= William Kempson =

English soldier and cricketer

William John Kempson (23 March 1835 – 21 November 1877) was an English soldier and cricketer who played first-class cricket for the Gentlemen of England amateur team and for Cambridge University in the 1850s. He was born in Newcastle upon Tyne and died at Folkestone, Kent.

Kempson was educated at Rugby School and matriculated at Trinity College, Cambridge in 1854, though there is no evidence that he took a degree. In both 1853 and 1854, he played a single first-class cricket match for the Gentlemen of England amateur team as a middle-order batsman. His single game for Cambridge University was the 1855 University Match against Oxford University in which he top-scored in the Cambridge first innings with 45 – by some distance his own best score in important matches – though the match was narrowly lost. He made further single appearances for the Gentlemen of England side in 1855 and 1858.

Kempson joined the British Army and was a major in the 99th Regiment of Foot, where he took part in the 1860 war in China and was at the battle at the Taku Forts and the sacking of Beijing. He is recorded in the London Gazette in 1870 as transferring to the 31st Regiment of Foot with the rank of captain.

He does not appear to have been related to Matthews Kempson, his near contemporary who also played first-class cricket for Cambridge University and amateur sides in the mid 1850s.

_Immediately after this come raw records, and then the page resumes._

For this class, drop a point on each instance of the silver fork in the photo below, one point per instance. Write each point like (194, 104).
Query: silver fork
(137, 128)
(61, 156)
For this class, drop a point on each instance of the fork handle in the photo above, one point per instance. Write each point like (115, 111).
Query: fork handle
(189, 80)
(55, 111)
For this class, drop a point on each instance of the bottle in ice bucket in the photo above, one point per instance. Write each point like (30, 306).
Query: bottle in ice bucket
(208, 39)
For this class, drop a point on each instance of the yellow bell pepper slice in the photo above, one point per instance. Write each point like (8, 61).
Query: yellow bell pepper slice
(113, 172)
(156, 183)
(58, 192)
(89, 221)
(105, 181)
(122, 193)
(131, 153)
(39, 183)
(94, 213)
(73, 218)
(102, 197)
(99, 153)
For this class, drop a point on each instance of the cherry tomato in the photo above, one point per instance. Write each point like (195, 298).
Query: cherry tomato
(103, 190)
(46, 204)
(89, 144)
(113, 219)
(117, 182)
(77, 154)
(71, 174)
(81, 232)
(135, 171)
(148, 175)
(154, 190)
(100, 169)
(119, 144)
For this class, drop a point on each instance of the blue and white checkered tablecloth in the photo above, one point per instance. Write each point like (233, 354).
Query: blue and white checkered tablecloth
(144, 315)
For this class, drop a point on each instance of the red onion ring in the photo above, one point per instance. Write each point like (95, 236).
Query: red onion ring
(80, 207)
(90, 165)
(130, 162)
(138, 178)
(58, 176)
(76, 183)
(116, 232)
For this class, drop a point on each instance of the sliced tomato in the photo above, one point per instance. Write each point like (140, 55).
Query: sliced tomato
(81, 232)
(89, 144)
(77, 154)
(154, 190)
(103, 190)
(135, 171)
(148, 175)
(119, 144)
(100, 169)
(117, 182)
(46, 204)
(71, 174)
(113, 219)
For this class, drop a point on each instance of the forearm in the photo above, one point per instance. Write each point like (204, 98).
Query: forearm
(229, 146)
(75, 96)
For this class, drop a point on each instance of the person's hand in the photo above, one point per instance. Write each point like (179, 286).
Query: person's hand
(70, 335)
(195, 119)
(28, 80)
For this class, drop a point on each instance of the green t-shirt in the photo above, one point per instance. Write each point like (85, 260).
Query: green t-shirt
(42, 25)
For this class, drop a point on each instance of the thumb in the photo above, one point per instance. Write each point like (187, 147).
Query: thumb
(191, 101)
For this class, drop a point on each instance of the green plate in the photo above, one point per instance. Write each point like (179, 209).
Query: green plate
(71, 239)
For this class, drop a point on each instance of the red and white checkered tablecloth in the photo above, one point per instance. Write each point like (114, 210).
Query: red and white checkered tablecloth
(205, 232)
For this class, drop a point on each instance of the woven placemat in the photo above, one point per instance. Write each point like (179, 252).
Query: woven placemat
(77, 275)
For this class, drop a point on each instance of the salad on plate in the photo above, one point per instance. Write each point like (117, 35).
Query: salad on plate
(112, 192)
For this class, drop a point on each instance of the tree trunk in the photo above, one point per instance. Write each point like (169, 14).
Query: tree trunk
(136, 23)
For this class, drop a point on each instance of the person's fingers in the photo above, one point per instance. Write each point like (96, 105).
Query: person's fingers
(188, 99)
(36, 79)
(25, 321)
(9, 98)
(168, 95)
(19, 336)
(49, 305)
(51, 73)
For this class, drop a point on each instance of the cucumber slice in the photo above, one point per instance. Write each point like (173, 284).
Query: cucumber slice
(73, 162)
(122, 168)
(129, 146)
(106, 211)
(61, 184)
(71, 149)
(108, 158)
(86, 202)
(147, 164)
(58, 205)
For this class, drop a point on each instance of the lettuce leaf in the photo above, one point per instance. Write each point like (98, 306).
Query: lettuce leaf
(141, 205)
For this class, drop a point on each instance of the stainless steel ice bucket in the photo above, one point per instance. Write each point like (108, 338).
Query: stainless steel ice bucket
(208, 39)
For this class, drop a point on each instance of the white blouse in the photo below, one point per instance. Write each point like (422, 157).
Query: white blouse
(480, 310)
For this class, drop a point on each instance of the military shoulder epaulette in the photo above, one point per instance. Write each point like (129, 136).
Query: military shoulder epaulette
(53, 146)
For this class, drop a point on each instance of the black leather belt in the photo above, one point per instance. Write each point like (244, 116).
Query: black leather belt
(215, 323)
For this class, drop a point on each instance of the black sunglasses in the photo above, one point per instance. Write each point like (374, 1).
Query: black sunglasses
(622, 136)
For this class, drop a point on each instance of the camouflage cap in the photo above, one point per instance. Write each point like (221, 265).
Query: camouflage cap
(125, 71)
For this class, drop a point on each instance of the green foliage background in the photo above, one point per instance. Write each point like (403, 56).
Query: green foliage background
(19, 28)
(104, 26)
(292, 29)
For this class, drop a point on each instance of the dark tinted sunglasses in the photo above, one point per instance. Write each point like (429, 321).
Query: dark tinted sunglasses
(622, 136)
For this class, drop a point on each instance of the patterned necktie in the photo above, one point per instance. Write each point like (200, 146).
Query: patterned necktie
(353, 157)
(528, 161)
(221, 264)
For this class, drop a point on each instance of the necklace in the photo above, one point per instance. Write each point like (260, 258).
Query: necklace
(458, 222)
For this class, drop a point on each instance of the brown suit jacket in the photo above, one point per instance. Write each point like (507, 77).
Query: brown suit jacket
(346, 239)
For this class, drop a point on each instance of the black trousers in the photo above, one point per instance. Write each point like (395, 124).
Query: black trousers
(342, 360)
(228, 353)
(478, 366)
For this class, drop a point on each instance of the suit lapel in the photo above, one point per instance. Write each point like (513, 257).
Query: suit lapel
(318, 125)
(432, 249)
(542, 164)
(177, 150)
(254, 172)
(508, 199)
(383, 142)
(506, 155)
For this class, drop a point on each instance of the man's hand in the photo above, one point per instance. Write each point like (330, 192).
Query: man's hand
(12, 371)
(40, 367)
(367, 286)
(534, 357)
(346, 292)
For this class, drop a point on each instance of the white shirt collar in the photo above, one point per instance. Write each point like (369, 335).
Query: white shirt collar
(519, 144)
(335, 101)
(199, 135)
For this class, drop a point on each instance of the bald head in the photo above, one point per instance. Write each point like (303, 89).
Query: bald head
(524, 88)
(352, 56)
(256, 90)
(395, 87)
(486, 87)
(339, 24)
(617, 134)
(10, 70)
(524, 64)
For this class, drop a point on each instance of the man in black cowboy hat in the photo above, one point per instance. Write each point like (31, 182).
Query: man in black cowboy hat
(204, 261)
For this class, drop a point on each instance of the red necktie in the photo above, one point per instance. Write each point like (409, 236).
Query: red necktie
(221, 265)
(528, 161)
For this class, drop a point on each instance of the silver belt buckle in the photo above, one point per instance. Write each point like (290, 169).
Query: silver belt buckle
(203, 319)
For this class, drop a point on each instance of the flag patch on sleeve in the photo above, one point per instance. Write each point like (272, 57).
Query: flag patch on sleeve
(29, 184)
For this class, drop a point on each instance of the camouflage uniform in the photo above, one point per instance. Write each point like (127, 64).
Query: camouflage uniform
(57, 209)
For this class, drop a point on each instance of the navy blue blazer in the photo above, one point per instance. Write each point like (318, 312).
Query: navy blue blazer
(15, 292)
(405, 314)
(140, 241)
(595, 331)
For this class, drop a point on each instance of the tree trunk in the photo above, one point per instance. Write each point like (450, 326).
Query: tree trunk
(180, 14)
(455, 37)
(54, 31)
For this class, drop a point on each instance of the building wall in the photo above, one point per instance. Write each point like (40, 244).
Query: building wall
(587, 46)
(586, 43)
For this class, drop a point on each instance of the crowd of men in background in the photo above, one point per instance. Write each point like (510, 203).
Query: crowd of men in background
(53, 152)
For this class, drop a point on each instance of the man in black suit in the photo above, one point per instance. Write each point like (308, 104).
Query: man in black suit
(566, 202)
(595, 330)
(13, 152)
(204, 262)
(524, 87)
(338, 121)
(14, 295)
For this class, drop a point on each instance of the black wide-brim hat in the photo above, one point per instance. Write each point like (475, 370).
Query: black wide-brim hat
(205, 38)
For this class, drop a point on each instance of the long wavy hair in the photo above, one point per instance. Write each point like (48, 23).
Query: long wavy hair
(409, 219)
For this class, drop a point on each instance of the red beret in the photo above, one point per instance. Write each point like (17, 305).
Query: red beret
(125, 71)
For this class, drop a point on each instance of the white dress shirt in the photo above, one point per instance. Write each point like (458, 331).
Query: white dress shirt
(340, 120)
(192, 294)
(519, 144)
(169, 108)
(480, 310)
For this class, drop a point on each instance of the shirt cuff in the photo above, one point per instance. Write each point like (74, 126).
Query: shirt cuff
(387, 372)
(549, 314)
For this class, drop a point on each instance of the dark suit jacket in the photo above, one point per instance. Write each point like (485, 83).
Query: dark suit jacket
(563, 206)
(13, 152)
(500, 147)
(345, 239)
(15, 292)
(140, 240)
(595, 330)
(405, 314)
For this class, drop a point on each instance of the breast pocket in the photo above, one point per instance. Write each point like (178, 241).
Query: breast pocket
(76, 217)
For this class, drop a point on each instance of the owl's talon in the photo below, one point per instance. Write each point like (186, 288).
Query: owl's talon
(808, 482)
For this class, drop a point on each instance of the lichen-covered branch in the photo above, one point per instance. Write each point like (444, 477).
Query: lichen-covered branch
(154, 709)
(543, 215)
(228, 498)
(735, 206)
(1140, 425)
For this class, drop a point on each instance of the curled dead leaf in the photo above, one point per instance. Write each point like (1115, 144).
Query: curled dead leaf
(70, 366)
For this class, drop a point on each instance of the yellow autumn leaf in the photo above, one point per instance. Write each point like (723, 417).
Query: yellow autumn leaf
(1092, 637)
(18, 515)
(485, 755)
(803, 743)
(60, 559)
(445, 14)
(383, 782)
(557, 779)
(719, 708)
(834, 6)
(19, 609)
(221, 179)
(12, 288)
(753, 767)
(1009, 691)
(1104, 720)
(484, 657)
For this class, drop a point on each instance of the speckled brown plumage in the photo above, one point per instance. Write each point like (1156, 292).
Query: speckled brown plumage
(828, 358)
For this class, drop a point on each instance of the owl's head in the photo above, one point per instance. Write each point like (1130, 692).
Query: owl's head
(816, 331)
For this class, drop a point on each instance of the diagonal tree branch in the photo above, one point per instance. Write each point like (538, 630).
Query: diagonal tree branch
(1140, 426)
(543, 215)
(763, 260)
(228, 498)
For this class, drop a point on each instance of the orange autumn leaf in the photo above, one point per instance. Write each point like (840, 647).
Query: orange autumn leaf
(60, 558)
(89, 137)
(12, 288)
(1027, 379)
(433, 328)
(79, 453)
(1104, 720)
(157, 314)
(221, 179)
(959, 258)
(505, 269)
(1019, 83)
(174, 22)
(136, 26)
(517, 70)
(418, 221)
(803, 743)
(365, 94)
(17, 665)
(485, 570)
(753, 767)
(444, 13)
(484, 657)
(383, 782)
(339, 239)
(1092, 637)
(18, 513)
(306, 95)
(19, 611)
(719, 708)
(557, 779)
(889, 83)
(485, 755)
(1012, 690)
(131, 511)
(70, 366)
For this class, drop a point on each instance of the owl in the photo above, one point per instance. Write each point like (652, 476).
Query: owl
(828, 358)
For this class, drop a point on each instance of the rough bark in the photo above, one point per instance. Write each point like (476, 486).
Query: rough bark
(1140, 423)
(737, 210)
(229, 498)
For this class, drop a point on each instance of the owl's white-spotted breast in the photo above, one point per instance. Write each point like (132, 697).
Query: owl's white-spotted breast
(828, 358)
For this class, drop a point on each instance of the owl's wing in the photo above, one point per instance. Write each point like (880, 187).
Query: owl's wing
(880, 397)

In 1864, he married Louisa Frances Wedgwood (1834–1903. First child of Henry Allen). They had four children, 1. Jessie 1867–1939; 2. Hester Louisa 1869–1930; 3. John Wedgwood 1870–1958 and 4. Lucy Caroline 1874–1958). They were frequent visitors to Down House, home of Charles Darwin in Downe, Kent. Their many visits are recorded in the diary of Emma Darwin (1808–1896), wife of Charles Darwin (1809–1882).